Rafâa Ben Achour - Les dispositions transitoires : Entre la certitude de la ratification populaire et la perpétuation de l’état d’exception

Destinées à gérer une période intermédiaire, située entre un régime juridique qui a épuisé ses effets de droit et un régime juridique qui se met en place, les dispositions transitoires de toute constitution revêtent une importance capitale.

Publié, le 30 juin 2022, au Jort n°74, en vertu du décret présidentiel n°2022 – 568, le projet de Constitution de la « nouvelle République tunisienne » [sic](1), objet du référendum, fixé à la date du 25 juillet 2022, se réfère, en premier lieu, à la Constitution du 27 janvier 2014, ce qui est le summum du sophisme juridique. En effet, bien qu’il ait juré au nom du Tout- Puissant, la main sur la Coran, fidélité, respect et protection de la Constitution du 27 janvier 2014, le président de la République a détruit toutes les institutions qu’elle a créées et en a bafoué la procédure de révision, prévue par son chapitre 9 (articles 143 et 144).

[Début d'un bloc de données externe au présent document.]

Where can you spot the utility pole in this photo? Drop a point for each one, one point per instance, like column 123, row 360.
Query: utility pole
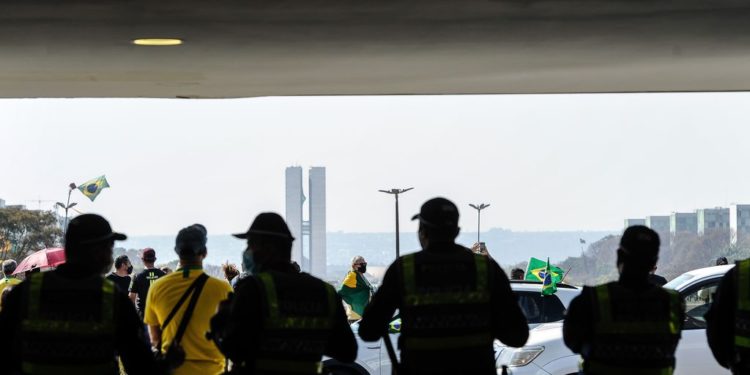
column 479, row 208
column 395, row 193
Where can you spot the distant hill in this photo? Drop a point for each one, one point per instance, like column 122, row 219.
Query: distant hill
column 506, row 246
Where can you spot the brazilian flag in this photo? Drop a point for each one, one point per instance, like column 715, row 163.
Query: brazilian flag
column 549, row 275
column 92, row 188
column 549, row 287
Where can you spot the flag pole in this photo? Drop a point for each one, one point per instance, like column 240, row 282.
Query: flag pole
column 566, row 274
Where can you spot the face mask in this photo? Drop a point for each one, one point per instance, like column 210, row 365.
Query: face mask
column 248, row 262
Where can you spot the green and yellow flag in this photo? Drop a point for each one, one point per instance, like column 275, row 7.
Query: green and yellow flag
column 92, row 188
column 549, row 286
column 539, row 270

A l’instar des deux Constitutions tunisiennes défuntes de 1959 et de 2014, la Constitution du Président de la République Kaïs Saïed comporte un chapitre 10 (en réalité 11)(2)  intitulé « Dispositions transitoires » qui, tout comme plusieurs autres chapitres du projet constitutionnel, n’échappe pas à la contradiction et à la volonté hégémonique du Président.

La certitude du triomphe

Ce qui, de premier abord, surprend et inquiète, c’est le postulat sur lequel reposent les articles 139 et 140 et qui n’envisage d’autre réponse au référendum qu’un « oui franc et massif »(3).

En effet, le premier de ces deux articles, l’article 139, exclut toute possibilité de victoire du « non », et donc de rejet du projet par le peuple. Il dispose que « la Constitution entrera en vigueur à partir de la date de la proclamation définitive du résultat du référendum par l’Instance supérieure indépendante des élections ». Un résultat et un seul est possible et imaginable, comme le révèle, notons-le, l’usage du singulier. L’article ne prévoit pas l’hypothèse concomitante à tout référendum : la possible réponse négative du peuple et son rejet du projet. Le propre d’un texte juridique est d’être prospectif et prévoyant. Il se doit d’envisager toutes les situations susceptibles de se produire, soient-elles strictement théoriques.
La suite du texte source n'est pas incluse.